A UEL reitera seu compromisso em zelar e difundir o respeito à dignidade humana e que não compactua com qualquer forma de violência física, psicológica ou constrangimento contra a mulher, que possam ofender sua saúde, integridade física ou ainda provocar danos emocionais".
Azenha de Castro permanece atendendo e seu eventual afastamento dependerá do parecer da Procuradoria Jurídica.

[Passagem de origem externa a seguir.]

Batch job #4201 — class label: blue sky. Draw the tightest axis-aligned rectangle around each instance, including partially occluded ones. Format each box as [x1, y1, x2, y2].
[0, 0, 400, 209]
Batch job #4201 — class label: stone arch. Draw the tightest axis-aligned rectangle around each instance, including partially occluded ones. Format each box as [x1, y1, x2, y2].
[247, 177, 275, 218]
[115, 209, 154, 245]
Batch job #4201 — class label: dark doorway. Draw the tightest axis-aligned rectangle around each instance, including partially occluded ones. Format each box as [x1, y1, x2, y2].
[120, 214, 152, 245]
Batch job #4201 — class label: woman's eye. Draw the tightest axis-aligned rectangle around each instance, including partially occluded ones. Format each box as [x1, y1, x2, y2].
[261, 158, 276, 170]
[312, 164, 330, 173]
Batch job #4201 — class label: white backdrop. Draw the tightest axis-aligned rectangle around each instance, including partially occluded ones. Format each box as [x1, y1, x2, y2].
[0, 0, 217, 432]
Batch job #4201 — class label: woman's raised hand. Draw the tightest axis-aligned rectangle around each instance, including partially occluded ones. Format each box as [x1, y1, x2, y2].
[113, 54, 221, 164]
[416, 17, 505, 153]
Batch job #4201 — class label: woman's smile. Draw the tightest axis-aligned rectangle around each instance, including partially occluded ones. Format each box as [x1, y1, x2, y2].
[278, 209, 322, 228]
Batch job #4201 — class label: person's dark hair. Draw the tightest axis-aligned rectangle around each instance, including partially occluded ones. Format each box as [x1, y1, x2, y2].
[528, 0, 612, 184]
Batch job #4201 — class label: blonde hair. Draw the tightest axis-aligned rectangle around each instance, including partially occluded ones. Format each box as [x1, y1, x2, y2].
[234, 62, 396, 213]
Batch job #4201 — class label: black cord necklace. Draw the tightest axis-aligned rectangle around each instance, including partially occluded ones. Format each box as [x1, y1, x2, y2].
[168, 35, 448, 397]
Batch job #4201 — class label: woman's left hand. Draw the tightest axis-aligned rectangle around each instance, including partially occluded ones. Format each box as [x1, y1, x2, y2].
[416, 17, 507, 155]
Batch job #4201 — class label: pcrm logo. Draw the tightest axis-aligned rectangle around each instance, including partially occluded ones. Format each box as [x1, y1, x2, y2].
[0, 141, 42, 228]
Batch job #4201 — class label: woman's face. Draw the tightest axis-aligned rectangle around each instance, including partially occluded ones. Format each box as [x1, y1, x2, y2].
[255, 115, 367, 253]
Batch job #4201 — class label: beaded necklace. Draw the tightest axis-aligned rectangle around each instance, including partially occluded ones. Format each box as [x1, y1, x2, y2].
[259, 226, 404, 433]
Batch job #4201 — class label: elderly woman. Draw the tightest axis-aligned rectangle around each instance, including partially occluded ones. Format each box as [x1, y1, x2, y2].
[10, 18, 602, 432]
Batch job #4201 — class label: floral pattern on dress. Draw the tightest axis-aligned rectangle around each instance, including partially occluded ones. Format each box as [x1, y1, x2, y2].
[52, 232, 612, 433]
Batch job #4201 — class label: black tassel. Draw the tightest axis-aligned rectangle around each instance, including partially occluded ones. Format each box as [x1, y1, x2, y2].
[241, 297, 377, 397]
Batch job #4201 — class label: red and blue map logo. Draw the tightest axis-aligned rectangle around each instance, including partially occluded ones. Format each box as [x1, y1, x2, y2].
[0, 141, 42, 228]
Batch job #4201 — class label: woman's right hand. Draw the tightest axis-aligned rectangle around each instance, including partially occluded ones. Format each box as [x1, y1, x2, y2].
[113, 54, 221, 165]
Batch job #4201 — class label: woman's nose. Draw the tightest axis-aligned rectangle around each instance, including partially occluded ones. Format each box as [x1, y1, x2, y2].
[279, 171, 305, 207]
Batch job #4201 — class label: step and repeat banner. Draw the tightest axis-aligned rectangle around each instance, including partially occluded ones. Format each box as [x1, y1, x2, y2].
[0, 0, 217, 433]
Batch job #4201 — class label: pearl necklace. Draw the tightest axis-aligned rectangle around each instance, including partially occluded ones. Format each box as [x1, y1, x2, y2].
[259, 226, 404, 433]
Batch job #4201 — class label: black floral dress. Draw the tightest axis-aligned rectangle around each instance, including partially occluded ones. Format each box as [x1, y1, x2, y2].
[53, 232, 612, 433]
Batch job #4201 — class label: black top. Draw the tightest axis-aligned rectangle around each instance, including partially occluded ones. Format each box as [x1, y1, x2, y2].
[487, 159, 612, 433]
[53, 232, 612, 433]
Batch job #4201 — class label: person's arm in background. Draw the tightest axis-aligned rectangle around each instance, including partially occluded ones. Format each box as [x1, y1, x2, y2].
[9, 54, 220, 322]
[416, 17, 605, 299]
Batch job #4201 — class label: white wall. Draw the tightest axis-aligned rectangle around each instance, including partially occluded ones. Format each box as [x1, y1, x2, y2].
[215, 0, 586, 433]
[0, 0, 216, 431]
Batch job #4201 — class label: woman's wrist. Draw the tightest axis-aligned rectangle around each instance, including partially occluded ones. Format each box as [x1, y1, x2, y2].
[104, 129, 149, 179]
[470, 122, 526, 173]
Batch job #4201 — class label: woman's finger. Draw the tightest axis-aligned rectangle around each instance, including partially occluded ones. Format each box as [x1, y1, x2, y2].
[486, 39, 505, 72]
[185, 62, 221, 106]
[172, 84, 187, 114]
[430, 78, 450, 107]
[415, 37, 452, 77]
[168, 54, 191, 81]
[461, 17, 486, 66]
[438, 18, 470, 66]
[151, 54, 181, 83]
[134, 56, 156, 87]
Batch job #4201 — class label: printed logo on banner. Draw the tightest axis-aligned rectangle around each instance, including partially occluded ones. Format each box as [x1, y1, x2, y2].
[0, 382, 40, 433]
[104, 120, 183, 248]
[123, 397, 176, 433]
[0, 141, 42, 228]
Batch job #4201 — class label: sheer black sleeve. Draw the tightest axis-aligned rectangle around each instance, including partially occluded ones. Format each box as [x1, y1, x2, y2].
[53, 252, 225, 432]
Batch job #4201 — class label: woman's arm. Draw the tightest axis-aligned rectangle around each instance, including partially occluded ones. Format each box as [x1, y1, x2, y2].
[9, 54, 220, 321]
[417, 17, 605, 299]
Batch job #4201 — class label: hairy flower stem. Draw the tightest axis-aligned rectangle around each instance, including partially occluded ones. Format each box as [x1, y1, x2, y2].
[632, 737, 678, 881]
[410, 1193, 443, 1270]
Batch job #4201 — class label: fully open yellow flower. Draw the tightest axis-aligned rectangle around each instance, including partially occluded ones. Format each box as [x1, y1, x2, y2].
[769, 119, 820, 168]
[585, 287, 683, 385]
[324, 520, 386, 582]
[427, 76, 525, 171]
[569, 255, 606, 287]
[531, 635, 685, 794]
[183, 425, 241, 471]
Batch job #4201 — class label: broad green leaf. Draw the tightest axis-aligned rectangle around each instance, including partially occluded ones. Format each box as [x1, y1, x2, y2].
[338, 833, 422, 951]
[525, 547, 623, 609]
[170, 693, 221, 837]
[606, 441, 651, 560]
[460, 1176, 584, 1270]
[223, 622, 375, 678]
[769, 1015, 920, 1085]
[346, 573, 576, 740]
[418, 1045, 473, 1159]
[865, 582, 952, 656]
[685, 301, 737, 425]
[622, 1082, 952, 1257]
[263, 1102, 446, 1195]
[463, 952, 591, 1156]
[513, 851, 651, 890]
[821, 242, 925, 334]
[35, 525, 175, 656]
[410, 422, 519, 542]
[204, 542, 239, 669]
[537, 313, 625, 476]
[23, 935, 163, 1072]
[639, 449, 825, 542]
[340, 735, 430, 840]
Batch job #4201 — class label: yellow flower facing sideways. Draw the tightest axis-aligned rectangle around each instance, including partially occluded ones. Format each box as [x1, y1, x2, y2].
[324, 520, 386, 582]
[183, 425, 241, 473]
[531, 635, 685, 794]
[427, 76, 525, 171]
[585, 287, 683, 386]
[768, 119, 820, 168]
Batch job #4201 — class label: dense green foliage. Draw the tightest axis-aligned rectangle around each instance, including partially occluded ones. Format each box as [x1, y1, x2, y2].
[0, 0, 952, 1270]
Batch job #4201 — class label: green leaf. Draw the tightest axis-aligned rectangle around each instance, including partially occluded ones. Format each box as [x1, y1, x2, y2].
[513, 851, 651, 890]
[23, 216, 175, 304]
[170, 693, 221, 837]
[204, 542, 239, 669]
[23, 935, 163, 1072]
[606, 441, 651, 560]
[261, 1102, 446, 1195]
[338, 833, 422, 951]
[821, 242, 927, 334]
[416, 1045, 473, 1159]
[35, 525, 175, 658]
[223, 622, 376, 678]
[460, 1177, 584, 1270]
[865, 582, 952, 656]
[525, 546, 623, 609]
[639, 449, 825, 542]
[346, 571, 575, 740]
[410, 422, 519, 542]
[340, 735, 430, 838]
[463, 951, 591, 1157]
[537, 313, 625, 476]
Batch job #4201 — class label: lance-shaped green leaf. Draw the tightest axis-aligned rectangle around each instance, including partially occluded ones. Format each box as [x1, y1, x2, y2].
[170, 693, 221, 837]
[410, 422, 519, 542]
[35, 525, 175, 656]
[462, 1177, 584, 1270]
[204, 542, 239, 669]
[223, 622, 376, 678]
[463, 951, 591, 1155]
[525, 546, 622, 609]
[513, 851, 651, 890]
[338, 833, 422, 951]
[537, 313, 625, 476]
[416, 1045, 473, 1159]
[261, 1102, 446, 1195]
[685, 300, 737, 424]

COM A PALAVRA, O CONSELHO REGIONAL DE MEDICINA DO PARANÁ
O Estadão questionou o Conselho Regional de Medicina do Paraná sobre as medidas que serão adotadas em face do médico Mário Sérgio Azenha de Castro e também sobre a denúncia que F. fez em 2012. A entidade respondeu com a seguinte nota:
"Este Conselho tem a informar que, até o momento e no alcance desta jurisdição, o referido médico está em condições plenas para o exercício de sua atividade profissional. A denúncia anteriormente trazida a esta corte disciplinar foi devidamente apurada em consonância com os regulamentos vigentes e, esgotados seus cursos, inclusive de produção de provas e respeito ao princípio do contraditório e da ampla defesa, não se determinou comprovação de ilícito ético. Tem a informar, ainda, que até o momento não recebeu a denúncia que teria sido levada a organismo policial e/ou à Ouvidoria da Universidade. Contudo, como lhe é facultado por lei, está instaurando procedimento apuratório, de ofício, a partir de publicações em meios de comunicação sobre acusações de assédio. O trâmite ocorre sob sigilo."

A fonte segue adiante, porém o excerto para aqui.